TYLER – Flight For Life has added a new fixed-wing Pilatus PC-12/45 to its fleet of lifesaving aircraft.
This will allow for increased speed, efficiency and capacity of its air ambulance services throughout the multi-state coverage area.
“This new fixed-wing aircraft will open a world of possibilities and services to patients in Texas, Louisiana, Arkansas and Oklahoma,” said Stan Holden, Chief Executive Officer of Flight For Life.
“Flight For Life’s fixed-wing service will serve as a connector for CHRISTUS Trinity Mother Frances Health System’s dedication to fiscal responsibility as a steward of community resources and leader of health care innovation throughout the country. With this aircraft, we will achieve greater economies of scale, extending the reach and mission of each of the system’s locations and services throughout a much larger area,” Holden stated.
In addition to what the helicopter ambulance service currently provides, the fixed-wing aircraft adds another facet to the patient-transport capabilities of Flight For Life. The fixed-wing aircraft will allow Flight For Life nurses and paramedics the opportunity to ensure the continuity of care for patients as they move from one facility to another, both within CHRISTUS Trinity Mother Frances Health System and beyond.

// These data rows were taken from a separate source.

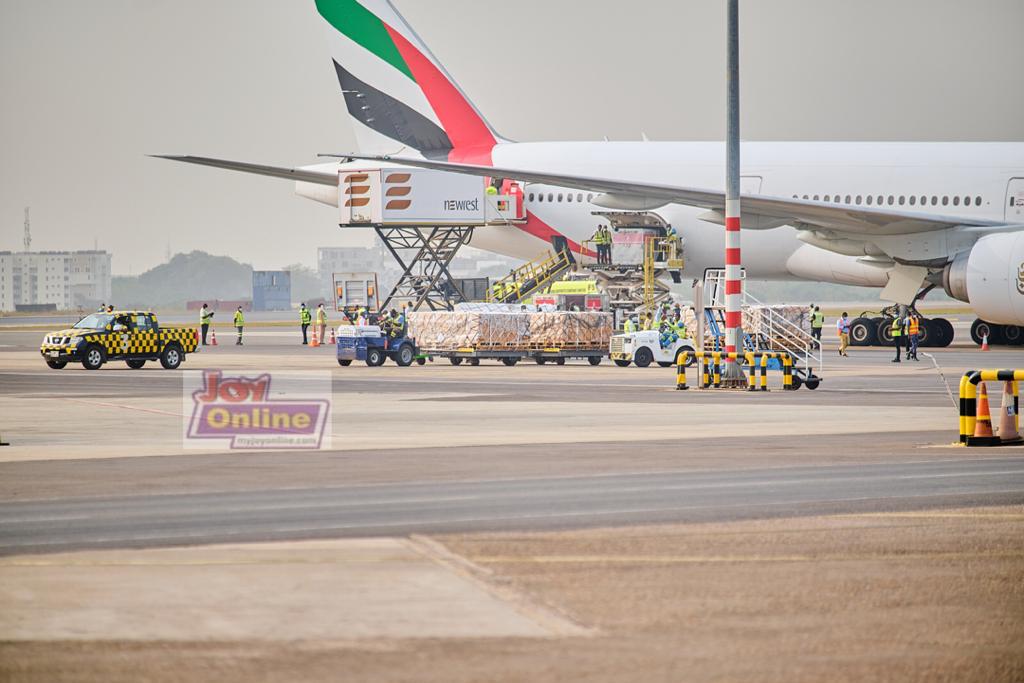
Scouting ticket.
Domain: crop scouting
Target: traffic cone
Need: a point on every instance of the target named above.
(1008, 416)
(983, 424)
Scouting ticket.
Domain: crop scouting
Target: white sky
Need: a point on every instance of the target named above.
(90, 87)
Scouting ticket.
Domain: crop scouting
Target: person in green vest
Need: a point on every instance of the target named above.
(305, 318)
(205, 316)
(896, 329)
(240, 322)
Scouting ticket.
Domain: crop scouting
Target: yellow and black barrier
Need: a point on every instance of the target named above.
(711, 368)
(969, 402)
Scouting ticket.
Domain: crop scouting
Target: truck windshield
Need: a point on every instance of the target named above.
(94, 322)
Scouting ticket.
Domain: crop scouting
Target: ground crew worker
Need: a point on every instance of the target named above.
(322, 322)
(240, 322)
(912, 330)
(843, 328)
(205, 315)
(897, 332)
(817, 322)
(304, 318)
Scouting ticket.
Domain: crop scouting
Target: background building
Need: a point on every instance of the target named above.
(271, 290)
(65, 280)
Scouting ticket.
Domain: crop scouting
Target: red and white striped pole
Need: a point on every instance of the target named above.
(733, 262)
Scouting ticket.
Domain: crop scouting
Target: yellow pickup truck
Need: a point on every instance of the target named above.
(132, 336)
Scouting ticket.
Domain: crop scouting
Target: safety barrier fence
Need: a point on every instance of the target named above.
(711, 369)
(969, 403)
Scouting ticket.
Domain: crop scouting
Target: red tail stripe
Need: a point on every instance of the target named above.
(464, 126)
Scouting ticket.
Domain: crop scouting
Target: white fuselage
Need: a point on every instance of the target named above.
(962, 179)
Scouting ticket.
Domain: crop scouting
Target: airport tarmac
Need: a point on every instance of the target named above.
(604, 523)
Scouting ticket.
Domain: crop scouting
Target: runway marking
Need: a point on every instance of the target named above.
(127, 408)
(732, 559)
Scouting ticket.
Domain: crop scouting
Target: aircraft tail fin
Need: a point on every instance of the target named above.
(397, 93)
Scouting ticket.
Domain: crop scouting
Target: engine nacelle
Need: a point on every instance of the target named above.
(990, 278)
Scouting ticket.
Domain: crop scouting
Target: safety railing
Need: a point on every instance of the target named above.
(712, 363)
(976, 428)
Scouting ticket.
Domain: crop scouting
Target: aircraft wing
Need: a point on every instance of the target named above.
(760, 211)
(302, 175)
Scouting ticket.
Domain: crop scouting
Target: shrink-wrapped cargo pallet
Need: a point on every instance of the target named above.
(443, 331)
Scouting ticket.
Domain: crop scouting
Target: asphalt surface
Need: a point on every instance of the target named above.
(510, 504)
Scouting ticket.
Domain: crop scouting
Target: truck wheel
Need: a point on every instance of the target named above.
(94, 357)
(171, 357)
(406, 355)
(375, 357)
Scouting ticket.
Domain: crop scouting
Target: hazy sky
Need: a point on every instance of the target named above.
(91, 86)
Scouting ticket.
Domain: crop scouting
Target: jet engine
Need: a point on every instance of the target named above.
(990, 278)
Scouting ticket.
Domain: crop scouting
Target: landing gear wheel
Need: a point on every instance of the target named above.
(863, 332)
(171, 357)
(94, 357)
(404, 356)
(375, 357)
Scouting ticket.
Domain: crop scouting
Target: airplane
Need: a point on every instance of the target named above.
(902, 216)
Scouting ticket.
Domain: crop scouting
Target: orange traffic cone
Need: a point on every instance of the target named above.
(1008, 416)
(983, 424)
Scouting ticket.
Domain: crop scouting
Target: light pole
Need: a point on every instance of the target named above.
(733, 268)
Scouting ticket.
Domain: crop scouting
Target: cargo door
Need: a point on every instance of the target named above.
(359, 198)
(1015, 201)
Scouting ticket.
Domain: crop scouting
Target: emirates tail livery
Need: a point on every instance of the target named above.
(894, 215)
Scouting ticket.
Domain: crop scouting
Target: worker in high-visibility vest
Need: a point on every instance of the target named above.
(240, 322)
(912, 331)
(896, 330)
(321, 323)
(304, 319)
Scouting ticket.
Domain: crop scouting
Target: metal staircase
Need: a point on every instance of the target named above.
(773, 331)
(530, 278)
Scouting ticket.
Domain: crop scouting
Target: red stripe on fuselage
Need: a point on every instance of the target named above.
(469, 134)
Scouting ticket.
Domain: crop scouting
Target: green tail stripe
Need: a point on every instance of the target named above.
(365, 28)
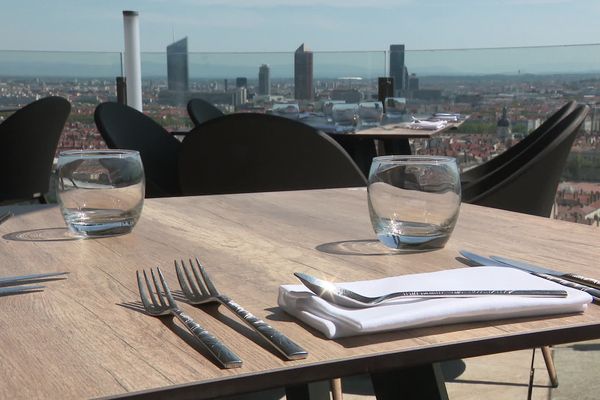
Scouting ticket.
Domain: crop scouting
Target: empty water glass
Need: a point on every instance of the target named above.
(100, 192)
(414, 201)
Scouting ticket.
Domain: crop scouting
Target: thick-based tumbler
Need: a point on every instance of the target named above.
(100, 192)
(414, 201)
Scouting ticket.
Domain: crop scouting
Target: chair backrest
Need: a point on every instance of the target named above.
(241, 153)
(472, 175)
(531, 188)
(29, 138)
(201, 111)
(124, 127)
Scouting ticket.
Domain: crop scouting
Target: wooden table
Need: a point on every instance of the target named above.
(84, 337)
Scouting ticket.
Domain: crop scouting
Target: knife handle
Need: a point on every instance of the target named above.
(595, 293)
(584, 280)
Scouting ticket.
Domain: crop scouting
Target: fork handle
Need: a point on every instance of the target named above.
(286, 346)
(222, 353)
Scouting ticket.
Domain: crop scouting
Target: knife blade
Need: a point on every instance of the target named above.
(20, 289)
(475, 258)
(583, 280)
(32, 278)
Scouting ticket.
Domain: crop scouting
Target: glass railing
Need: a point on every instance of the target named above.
(529, 82)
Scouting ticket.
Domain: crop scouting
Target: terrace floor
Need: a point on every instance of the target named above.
(506, 376)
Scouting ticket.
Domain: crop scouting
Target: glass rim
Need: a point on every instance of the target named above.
(99, 153)
(415, 159)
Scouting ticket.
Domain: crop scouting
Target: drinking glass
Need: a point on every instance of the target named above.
(414, 201)
(100, 192)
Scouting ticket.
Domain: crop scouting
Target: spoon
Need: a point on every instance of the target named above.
(346, 297)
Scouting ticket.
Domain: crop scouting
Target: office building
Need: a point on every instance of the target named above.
(264, 80)
(303, 74)
(177, 66)
(397, 69)
(241, 82)
(413, 82)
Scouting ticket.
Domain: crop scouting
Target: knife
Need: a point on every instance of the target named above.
(477, 259)
(33, 278)
(583, 280)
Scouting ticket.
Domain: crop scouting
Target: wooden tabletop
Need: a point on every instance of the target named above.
(85, 336)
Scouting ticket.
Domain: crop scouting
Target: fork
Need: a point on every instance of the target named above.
(166, 305)
(199, 289)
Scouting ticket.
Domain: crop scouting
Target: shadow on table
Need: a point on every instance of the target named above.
(360, 247)
(42, 235)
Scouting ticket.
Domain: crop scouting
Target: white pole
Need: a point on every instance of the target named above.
(133, 68)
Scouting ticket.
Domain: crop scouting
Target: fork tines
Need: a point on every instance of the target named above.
(197, 285)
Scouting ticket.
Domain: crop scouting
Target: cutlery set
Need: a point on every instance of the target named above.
(585, 284)
(198, 289)
(348, 298)
(23, 284)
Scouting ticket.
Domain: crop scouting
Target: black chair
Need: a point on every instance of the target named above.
(241, 153)
(476, 173)
(527, 183)
(123, 127)
(201, 111)
(29, 140)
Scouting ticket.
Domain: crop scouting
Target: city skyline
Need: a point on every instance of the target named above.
(268, 25)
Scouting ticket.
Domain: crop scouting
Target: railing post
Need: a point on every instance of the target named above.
(133, 70)
(121, 90)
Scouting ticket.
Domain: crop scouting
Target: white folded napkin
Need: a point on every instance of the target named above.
(336, 321)
(427, 125)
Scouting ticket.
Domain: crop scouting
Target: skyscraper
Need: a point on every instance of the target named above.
(303, 69)
(177, 66)
(397, 68)
(241, 81)
(264, 79)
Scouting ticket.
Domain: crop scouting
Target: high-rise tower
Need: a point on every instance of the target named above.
(303, 69)
(397, 68)
(177, 66)
(264, 79)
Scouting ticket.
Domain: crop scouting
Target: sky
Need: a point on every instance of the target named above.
(282, 25)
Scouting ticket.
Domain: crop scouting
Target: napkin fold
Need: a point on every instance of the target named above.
(427, 125)
(337, 321)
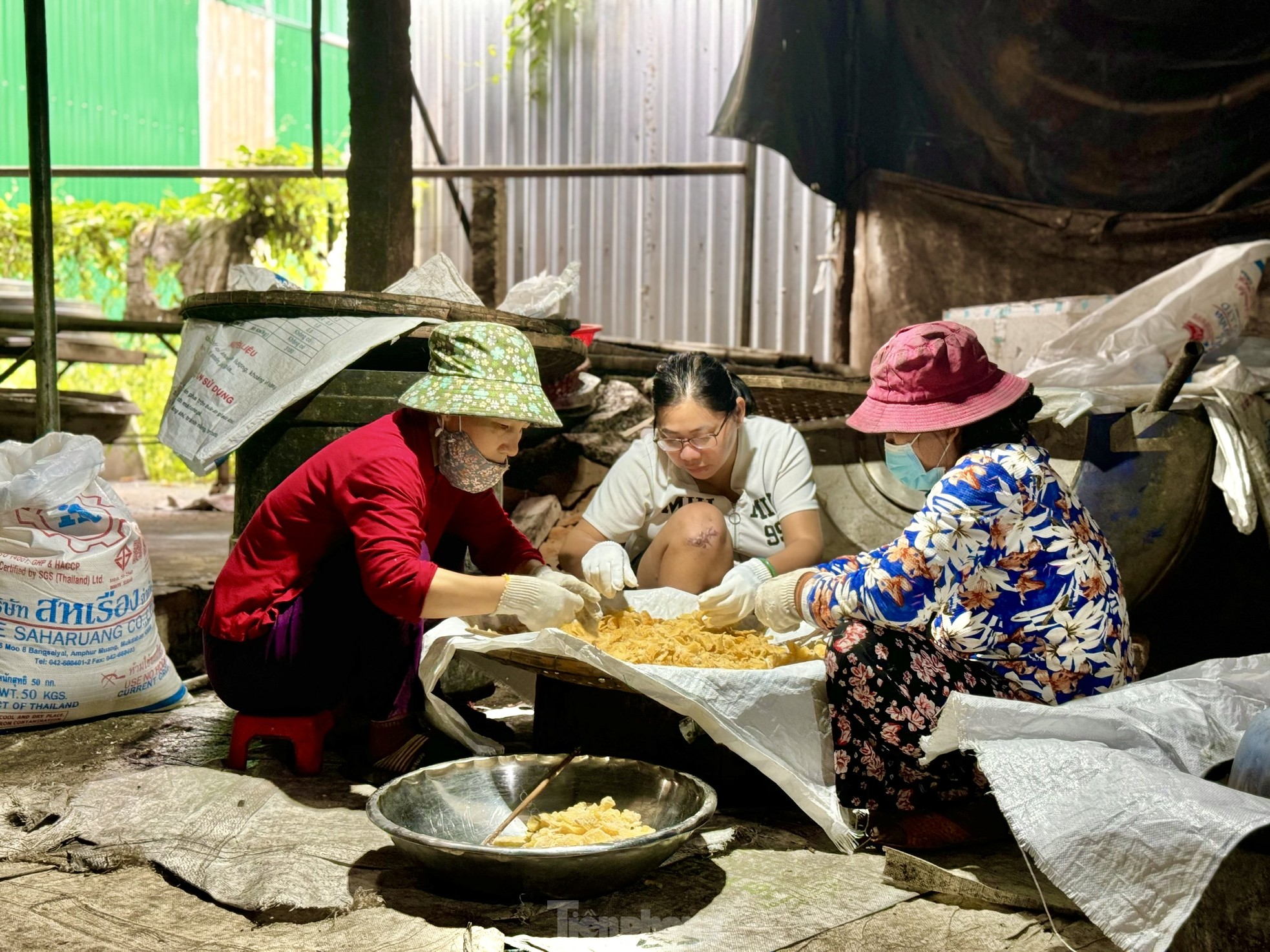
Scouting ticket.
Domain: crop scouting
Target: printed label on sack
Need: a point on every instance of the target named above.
(78, 634)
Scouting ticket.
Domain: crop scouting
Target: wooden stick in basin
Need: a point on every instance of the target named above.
(520, 807)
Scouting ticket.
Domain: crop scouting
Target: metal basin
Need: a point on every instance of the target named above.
(440, 815)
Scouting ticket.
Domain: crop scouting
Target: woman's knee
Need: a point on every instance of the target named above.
(699, 526)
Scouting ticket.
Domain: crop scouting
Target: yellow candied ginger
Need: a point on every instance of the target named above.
(686, 641)
(581, 825)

“Having a Flight For Life fixed-wing aircraft based in Tyler will establish greater efficiencies and allow for improved response capabilities for Flight For Life’s ground ambulance counterpart, Champion EMS,” said Scott Kunkel, RN, MBA, NREMT-P, CMTE, FP-C, Chief Administrative Officer, Flight For Life. “Flight For Life will reduce the burden of ground-based EMS units tasked to transport patients long distances, thereby increasing the capability of Champion EMS units to respond to local 911 emergencies.”
“The PC-12 aircraft will allow Flight for Life to extend our critical care transport medicine expertise to a greater population of patients in Texas and our surrounding states. The increased speed, range, operational ceiling, all-weather capability, and the ability to operate out of relatively small airfields make it an excellent platform to provide the same high quality critical care as we do in our rotor aircraft, but in an extended environment,” said Mark Anderson, M.D., Chief of Emergency Care at CHRISTUS Trinity Mother Frances Health System.
The PC-12/45 has a pressurized cabin with a service ceiling of 30,000 feet, cruise speed of 327 miles-per-hour (285 knots), and a range exceeding 1,800 nautical miles (nm). Flight For Life can accommodate a combination of up to one patient, two pilots and three clinical crew members in the PC-12/45, however, standard configuration and crew are one pilot and two clinical crew. The Pilatus PC-12 offers an incredible Flight Management System, room for a patient’s family member and extensive medical equipment.
“The fixed wing aircraft offers increased poor-weather capability, as well.” said Kunkel. “The fixed wing aircraft’s marginal weather capability exceeds even that of Flight For Life’s instrument-certified helicopter and includes the ability to fly in icing conditions."
"Range, speed, efficiency and capacity are more favorable for the fixed wing aircraft when the distance of transport is longer. For instance, the identified primary service area for each of Flight For Life’s four operational helicopters is roughly 100 miles from their bases in Palestine, Winnsboro, Longview and Wills Point; whereas the primary service area for the fixed wing aircraft will be 350 miles – and the range actually extends up to 1,800 miles, if required.” Kunkel stated.